When the dust finally settles Cal will likely compete with ASU for a ‘best-of-the-rest’ type of class behind the presumed Pac-12 powers of Oregon, UW, USC, and Stanford. This is both encouraging and mildly disappointing at the same time. Over the last few years Cal hasn’t recruiting significantly differently than the Wazzus and Arizonas of the world, and finishing well ahead of an MIA Chip Kelly at UCLA is nice as well. But there is still a pretty noticeable gap between Cal and the top of the conference, where Oregon and Washington have taken advantage of UCLA’s inaction by pillaging high-end California high school talent. Meanwhile Stanford continues to mostly win the one-on-one battle for academically inclined recruits that Cal has shifted towards with higher entry level academic requirements for incoming recruits.

Defensive recruiting has been solid. But with the offense unusually desperate for talent that can contribute immediately, this will be the rare recruiting class that might actually be judged in just a year - at least on one side of the ball. Modster is a good start, but Cal still needs multiple WR/RB types ready to play in nine months.

I’ll have a longer article trying to figure out what needs to happen for Cal to improve on offense once signing day shakes out and we have a better sense of what the 2019 roster is going to look like.

USC hires Kliff Kingsbury

Crap.

One of the sharpest offensive minds in college football is given USC’s young, uber talented offensive roster and the power to recruit to USC’s brand-name? I’m now even more thankful that Cal got their win when they could because it probably just got a lot tougher.

Pac-12 revenue sports and operations are a delightful mess

Jon Wilner has been (slightly over-the-top but mostly correctly) bashing the conference for the better part of a year for a variety of sins. John Canzano recently published is own (slightly over-the-top but mostly correct) take down of how the conference office has operated.

Meanwhile the Pac-12 failed to get a team into the playoff, only got one team into the New Years’ Six bowls, and only got seven total teams eligible for a bowl period. ASU has already lost decisively to Fresno State. The Pac-12 championship game was an exercise in ugly football and far uglier crowd shots.

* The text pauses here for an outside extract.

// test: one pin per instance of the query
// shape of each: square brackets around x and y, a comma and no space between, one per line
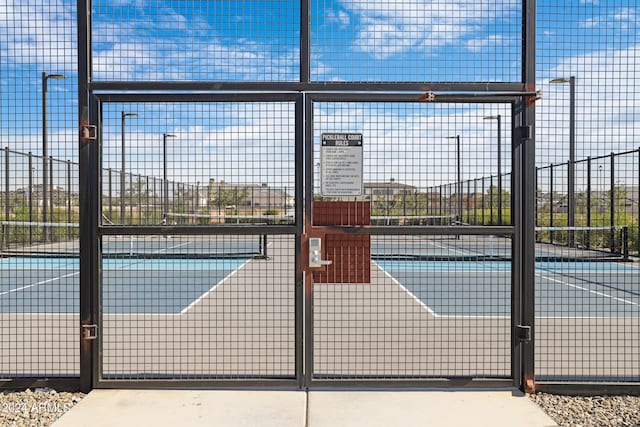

Meanwhile meanwhile, ASU is the only team in the AP top 25 for men’s basketball (but UCLA is receiving 3 votes!) and the highest rated team in the Kenpom rankings is Oregon at 32. The conference’s performance thus far suggests that the Pac-12 is closer in quality to the AAC and the WCC than other power conferences. One year after getting exactly one team into the Round of 64 and zero into the round of 32 in last year’s tournament, the Pac-12 appears to have made no improvement.

Saying anything interesting about this would take a few thousand words and an amount of work that I couldn’t begin to contemplate until April at the earliest. But I wanted to compile all of it because it makes me laugh.

Also: Everybody related to Washington State who got mad about Wazzu missing out on a NY6 bowl should really give in to reality. Mike Leach schedules nobody every year (Wyoming, SJSU, and E. Washington) and beat exactly one ranked team this year. Every objective shred of evidence tells us that the Pac-12 is a solid way behind every major conference but maybe the ACC and Wazzu’s resume lags way behind the teams they were in competition with. Bummer, but truth.